As for the market reaction, traders are actually of mixed minds. Some still believe that the Fed will slow down the pace of interest hikes as the poorest in the economy are getting hit significantly, with the mortgage rate across most of America sitting above 7%. Having said that, the mandate is clear from the Fed side, and that is bring stability to the system.
One important thing that traders need to keep in mind is that this particular meeting happened ahead of the US CPI numbers. This means that the Fed didn’t get to see a fresh reading of the US CPI number. The data is due today, and it is likely to bring significant volatility for markets. It is anticipated that inflation pressure could remain elevated; however, we may not see the same sort of pace that we experienced earlier this year. A lot of this is because of two reasons. Firstly, oil prices have come down from their peak levels, and despite the fact that OPEC announced a massive oil production cut, prices are still very much sliding after their initial rally, which is positive for inflation. Secondly, the Fed’s hawkish monetary policy has slowed the pace of economic growth in the US.
But a question that is bigger than anything and matters the most for traders and investors is how long it will take for inflation to return to its normal level. The Fed’s current monetary policy doesn’t seem to be positioned appropriately to tackle that issue. After today’s inflation data, the main focus among traders will be on this question.
Gold prices are trading somewhat steadily today but still under the influence of the strong dollar, which is stopping the precious metal from scoring any serious gains. The main event for gold traders is now the US CPI numbers which will be released at 12:30 GMT. The data is very much going to give us two important answers. Firstly, it will tell us some clues about the size of the interest rate by the Fed. Secondly, it will also give us a clue about the potential interest rate for the meeting after the current one.
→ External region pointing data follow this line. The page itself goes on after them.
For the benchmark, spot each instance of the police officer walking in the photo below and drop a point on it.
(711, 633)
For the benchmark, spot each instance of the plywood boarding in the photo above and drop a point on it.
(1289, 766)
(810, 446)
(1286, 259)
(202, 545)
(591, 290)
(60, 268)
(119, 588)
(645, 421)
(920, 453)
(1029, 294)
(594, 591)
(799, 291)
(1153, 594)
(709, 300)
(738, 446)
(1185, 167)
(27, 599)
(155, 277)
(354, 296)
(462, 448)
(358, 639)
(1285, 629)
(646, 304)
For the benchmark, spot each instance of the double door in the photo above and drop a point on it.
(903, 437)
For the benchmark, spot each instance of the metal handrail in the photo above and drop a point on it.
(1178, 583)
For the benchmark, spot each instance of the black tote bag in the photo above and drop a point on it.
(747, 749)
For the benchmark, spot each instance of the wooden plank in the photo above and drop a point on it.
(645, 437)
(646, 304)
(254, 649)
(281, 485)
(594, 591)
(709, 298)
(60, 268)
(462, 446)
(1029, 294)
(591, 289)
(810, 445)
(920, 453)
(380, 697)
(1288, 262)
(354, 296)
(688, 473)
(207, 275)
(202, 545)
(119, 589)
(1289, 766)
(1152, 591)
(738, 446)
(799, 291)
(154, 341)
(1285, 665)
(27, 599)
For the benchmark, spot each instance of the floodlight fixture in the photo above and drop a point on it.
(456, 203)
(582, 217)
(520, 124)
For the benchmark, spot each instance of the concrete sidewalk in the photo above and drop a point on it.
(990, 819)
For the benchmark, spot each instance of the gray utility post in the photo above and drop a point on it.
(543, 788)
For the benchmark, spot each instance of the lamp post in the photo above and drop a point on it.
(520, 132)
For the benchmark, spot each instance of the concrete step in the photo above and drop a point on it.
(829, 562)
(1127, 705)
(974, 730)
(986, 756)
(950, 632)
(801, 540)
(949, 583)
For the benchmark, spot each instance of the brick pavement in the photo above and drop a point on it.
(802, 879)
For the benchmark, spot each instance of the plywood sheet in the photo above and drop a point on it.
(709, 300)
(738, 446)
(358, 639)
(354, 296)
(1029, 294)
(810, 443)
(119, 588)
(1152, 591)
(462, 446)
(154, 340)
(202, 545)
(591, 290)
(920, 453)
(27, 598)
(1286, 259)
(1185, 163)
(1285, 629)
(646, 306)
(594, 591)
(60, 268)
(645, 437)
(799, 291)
If the US inflation numbers come out strong, we are highly likely to see another interest rate hike of 75 basis points from the Fed, and that may be the pace going forward as well. This scenario could push the gold prices towards 1650 or even lower. However, if inflation numbers show modest strength, then we could actually see speculations of a 50-basis point interest rate—a highly unlikely scenario but certainly a possibility. This could easily push the price of gold higher, and we may see the precious metal moving above the resistance level of 1,700
Oil prices continue to struggle to gain strength as traders are largely concerned about the worsening demand outlook. One of the major questions among traders is how far OPEC can push the curve. This is because oil prices are giving up their gains which they scored on the back of OPEC’s production cut announcement. Now, oil prices are slipping, and it seems highly likely that the path of the least resistance is skewed to the downside. What matter the most for oil traders now is a revival of oil demand, and if this doesn’t pick strength, oil prices are likely to continue to move lower.